Right - you're on the jury.

It was proving almost impossible to conduct a legal process without jury members already being extremely prejudiced against the defendant, because the case was so notorious.  In the Middle Ages, the joke would have been pretty much the other way round - one wanted jury members who were aware of the prior reputation of the defendant, as that was part of the case.

Given that stereotypes and reputations are unreliable, often class dependent, and reflect the prejudices of observers as much as the behaviour of the subjects, it seems to me an unequivocally good thing to have left such a system behind.  But have we really?



I thought I'd turn to Montaigne to have a look at what he says on the subject of law.  In his essay on laws and customs, he tells a brilliant story of a young woman who nurses a calf.  She carries the calf around when it's very tiny, and, by force of habit, barely notices how big it gets, and is still carrying it around when it's a fully grown cow.  Given how heavy my little boy is getting, I particularly like the tale!  Typically for Montaigne, the story must be tongue-in-cheek and he not as credulous as he pretends to be.  But it has an important point.  Custom deadens us to the ridiculous, and it deadens us to the unacceptable.  Many of the recent changes to the legal system in recent years have been much talked about - eg. 40 day detention without trial - but many haven't stimulated all that much discussion - eg. changes to legal aid.  It's these little, almost imperceptible changes, which add up in what can add up to some pretty alarming conclusions.

Wednesday 3 July 2013

MAGNA CARTA AND NOW

I'm afraid that my aim to publish a post on the subject of law each day last week went overboard in the flurry of conferences and examining.  However, there was still lots of time for thinking.  I'd also like to thank those who've sent comments to previous posts - either on Twitter or here - they've been provocative and useful, and I'd love to hear more...
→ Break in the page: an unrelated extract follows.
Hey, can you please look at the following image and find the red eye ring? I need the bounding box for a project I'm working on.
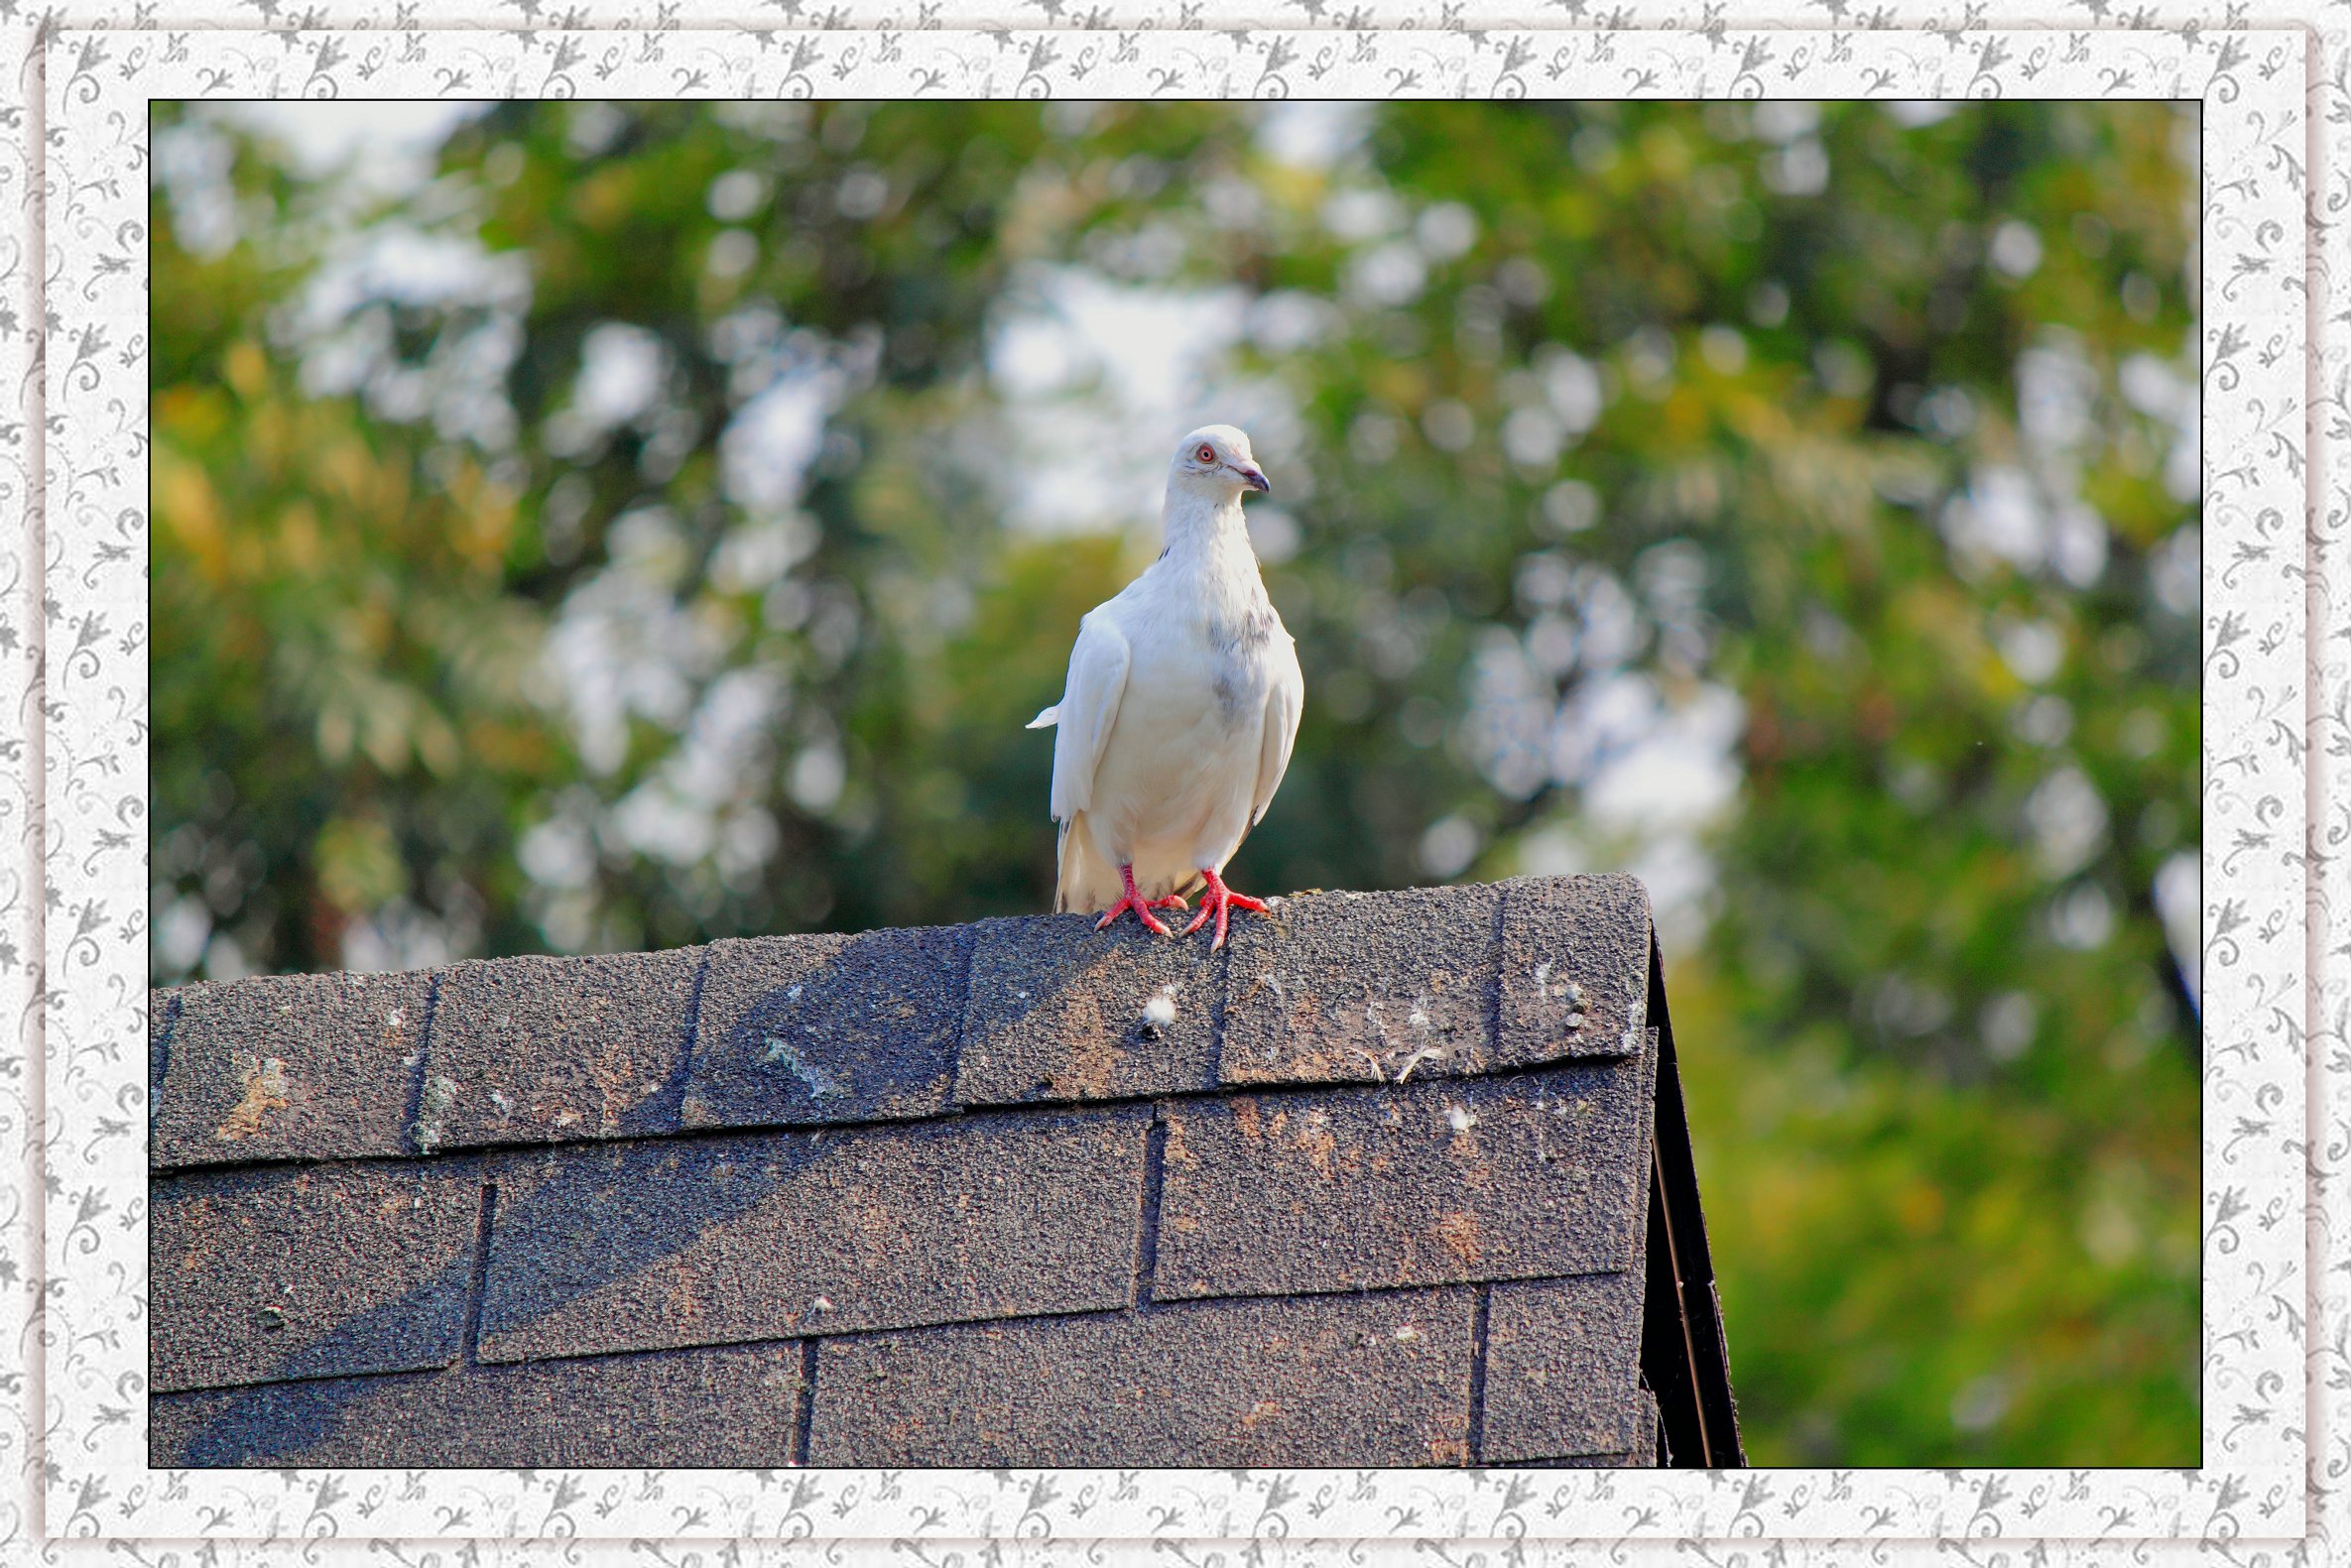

Illustration of a judge From Peniarth 28 manuscript c. 1250

And it occurs to me that using the much vaunted Magna Carta in order to critique modern day applications of law is perhaps only part of the story.  Because, much as we might hold up Magna Carta as the ultimate expression of constitutional freedoms, it isn't!  So perhaps the more useful thing to do is to think about the shortcomings of Magna Carta and the ways in which we are so conspicuously failing to address those shortcomings 800 years later.

Most obviously, there was no supreme court in the thirteenth century.  So the rights and privileges enshrined in Magna Carta were all very well, but ensuring that they meant something in practice was trickier.  Are we in a similar situation now? - where the politicisation of law - eg. detention without trial - lacks the checks and balances of a supreme court?  At the time of Magna Carta, the enforcers were the king's own servants, so the idea of reining in the power of the monarchy was deeply flawed. Again, have we established sufficient safeguards now? - imprisonment without trial is effectively in the hands of the same political establishment as any who might be able to limit its use.

It's also useful to flip things around and think about it from the perspective of the litigants.  We tend to assume that Magna Carta defended the rights of the users of law, and upheld the principles which protected them.  But from the point of view of those users, although they clearly cared about the principles, the integrity of Magna Carta over the years was, to a great extent, challenged by the fact that, really, people wanted to win.  In each individual case, winning, understandably, tended to mean more to people than defending abstract ideas of justice - when it's your own livelihood which is at stake, things look a bit different.  And I wonder whether this is also something to worry about now - moral principles about law must compete with the users' very justifiable desire for a positive outcome.  Our highfalutin discussions ultimately mean little in most cases unless members of society feel sure and safe.  And this is a tension which is all to easy for politicians to exploit.